How to Control Your HomeKit Devices From Afar
Now that we’ve configured everything, it’s time to test it out. Access to HomeKit from afar happens through either the Home app or through Siri, so you’ll want to iron out which commands do what before you rely on it when you’re truly away from home.
The easiest way to test things is to turn off the Wi-Fi on your iPhone and use the cellular radio to connect “remotely” to your house. Swipe up on your iPhone to access to the Control Center and turn Wi-Fi off.
Once Wi-Fi is off, press and hold the home button to summon Siri. Issue a command that you know works with your HomeKit system.
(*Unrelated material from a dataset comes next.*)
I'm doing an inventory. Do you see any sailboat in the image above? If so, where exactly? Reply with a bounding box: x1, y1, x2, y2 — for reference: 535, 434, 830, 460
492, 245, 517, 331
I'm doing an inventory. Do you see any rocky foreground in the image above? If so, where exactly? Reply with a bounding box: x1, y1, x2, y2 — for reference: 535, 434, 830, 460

In our case we issued a command to change the color of the Hue bulbs. (Don’t ask us why, but Siri likes to add articles to our spoken commands so we end up sounding like Super Mario.)
Alternatively, you can open up the Home app, any HomeKit widgets you’ve configured, or any of the HomeKit shortcuts on the new iOS 10 Control Center.
If a voice command, shortcut, widget, or other HomeKit trigger works when you’re at home now, when you’re away, it will work just fine too.
Again, Placement Is Everything
One little quirk we’d like to point out again (to save you from hours of pulling out your hair) is the importance of placement in regards to HomeKit functionality and your Apple TV or iPad. This is the second version of this tutorial, as we updated it to reflect the changes iOS 10 brought to HomeKit. Far and away the number one topic readers wrote in regarding the first version of this article was placement issues and a misunderstanding of how Bluetooth played a role in their HomeKit household.
The Apple TV and iPad can interact with HomeKit devices in one of two ways: they can send a signal to the HomeKit devices through your wired or wireless home network or they can communicate with the devices via Bluetooth.
A good Wi-Fi router will reach from the depths of your basement to the rafters of your attic (and possibly even out to the curb in front of your house). Bluetooth signals, on the other hand, degrade significantly over even the span of a large first floor. When we had the Apple TV on our test bench way up in our office, we couldn’t get remote HomeKit access to work with our new Schlage Sense HomeKit enabled lock. Finally, it dawned on us that the lock was communicating with the HomeKit system via Bluetooth, not Wi-Fi. When we put the Apple TV in a more traditional and centralized location (by the living room TV), it was close enough to the lock that remote HomeKit was restored.
If you’re having trouble with a device not responding, take into consideration the placement of your HomeKit hub device relative to the smart home device and whether or not it uses Bluetooth communication.
Once you’ve followed along with the tutorial any command you can issue in your own home like “Turn the lights off”, “set the thermostat to 75”, or the like will work while you’re standing down the street or halfway around the world.